Gen. Ray Odierno made the announcement during a visit to Fort Hood, where alarming suicide numbers have helped galvanize national attention on the issue in recent years.
“Obviously suicide continues to be a major concern. It’s something that is vexing to us, and we have studied it incredibly hard,” Odierno told reporters. “We’re focused on this, and we’re going to sustain our focus on this.”
We have to make clear that we will not tolerate actions that belittle, that haze, that ostracize any individual, particularly those who have made the decision to seek professional help. — Defense Secretary Leon Panetta
Odierno said Vice Chief of Staff Gen. Lloyd Austin would visit Army posts to study existing suicide prevention programs and look for improvements.
The Army has spent millions of dollars to implement a range of suicide prevention programs, but solutions have proven elusive so far: The Associated Press recently reported that active-duty suicide rates are at their highest point in the past decade, as the U.S. has waged wars in Iraq and Afghanistan.
Odierno spoke hours after Secretary of Defense Leon Panetta told an annual convention on military suicide in Washington, D.C., that suicide numbers among service members are moving in a “tragic direction.”
Panetta said part of the solution lies with commanding officers who have day-to-day contact with their troops.

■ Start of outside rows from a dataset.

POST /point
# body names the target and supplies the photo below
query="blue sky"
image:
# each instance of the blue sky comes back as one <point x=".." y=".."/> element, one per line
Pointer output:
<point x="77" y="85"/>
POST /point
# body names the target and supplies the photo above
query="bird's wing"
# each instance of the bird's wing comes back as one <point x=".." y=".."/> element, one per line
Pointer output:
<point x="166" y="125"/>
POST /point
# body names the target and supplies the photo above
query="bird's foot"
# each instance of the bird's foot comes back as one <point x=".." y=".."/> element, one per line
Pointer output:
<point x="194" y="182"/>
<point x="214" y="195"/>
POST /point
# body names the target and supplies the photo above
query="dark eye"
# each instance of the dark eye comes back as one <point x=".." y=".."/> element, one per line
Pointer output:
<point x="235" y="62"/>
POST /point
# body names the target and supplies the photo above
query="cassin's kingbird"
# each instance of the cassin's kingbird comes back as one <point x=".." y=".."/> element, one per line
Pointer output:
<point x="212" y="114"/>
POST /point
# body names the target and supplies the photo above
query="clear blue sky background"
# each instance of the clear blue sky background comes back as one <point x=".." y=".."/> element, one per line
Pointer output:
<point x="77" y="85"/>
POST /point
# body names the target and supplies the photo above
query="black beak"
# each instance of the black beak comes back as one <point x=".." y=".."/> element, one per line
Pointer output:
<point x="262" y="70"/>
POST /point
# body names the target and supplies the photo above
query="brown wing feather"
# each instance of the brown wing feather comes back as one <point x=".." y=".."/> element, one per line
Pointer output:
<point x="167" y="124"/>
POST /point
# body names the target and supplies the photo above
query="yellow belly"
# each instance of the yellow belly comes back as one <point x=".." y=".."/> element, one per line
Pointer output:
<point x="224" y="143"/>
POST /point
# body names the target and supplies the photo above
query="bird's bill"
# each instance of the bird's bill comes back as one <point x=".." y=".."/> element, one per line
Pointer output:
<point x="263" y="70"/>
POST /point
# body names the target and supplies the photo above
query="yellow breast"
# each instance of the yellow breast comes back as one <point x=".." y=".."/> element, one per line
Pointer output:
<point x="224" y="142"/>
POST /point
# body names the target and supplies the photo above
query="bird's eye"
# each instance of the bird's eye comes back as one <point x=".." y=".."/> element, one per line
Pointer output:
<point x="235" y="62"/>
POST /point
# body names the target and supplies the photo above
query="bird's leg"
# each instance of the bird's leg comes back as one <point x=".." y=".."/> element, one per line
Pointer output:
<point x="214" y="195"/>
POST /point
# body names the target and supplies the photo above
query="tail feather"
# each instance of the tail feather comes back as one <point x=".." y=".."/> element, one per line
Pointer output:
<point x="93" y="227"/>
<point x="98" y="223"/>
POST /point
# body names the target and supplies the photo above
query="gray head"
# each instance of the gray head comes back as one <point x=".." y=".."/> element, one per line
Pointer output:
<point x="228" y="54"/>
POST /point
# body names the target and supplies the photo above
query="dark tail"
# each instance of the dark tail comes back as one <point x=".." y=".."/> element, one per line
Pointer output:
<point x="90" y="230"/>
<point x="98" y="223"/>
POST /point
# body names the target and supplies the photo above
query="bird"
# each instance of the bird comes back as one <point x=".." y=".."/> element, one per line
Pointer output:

“We have to make clear that we will not tolerate actions that belittle, that haze, that ostracize any individual, particularly those who have made the decision to seek professional help,” Panetta said in a speech to mental health professionals.
Panetta, who pledged to elevate mental fitness to the same level of importance as physical fitness, called suicide perhaps the most frustrating challenge he has come across since becoming defense secretary, in part because the trend is heading in the wrong direction even as more resources are aimed at the problem.
At Fort Hood, there have been 7 suicides this year as of early June, on pace to eclipse last year’s 10, but still less than the record 22 suicides in 2010, when one particularly difficult week saw four soldiers commit suicide.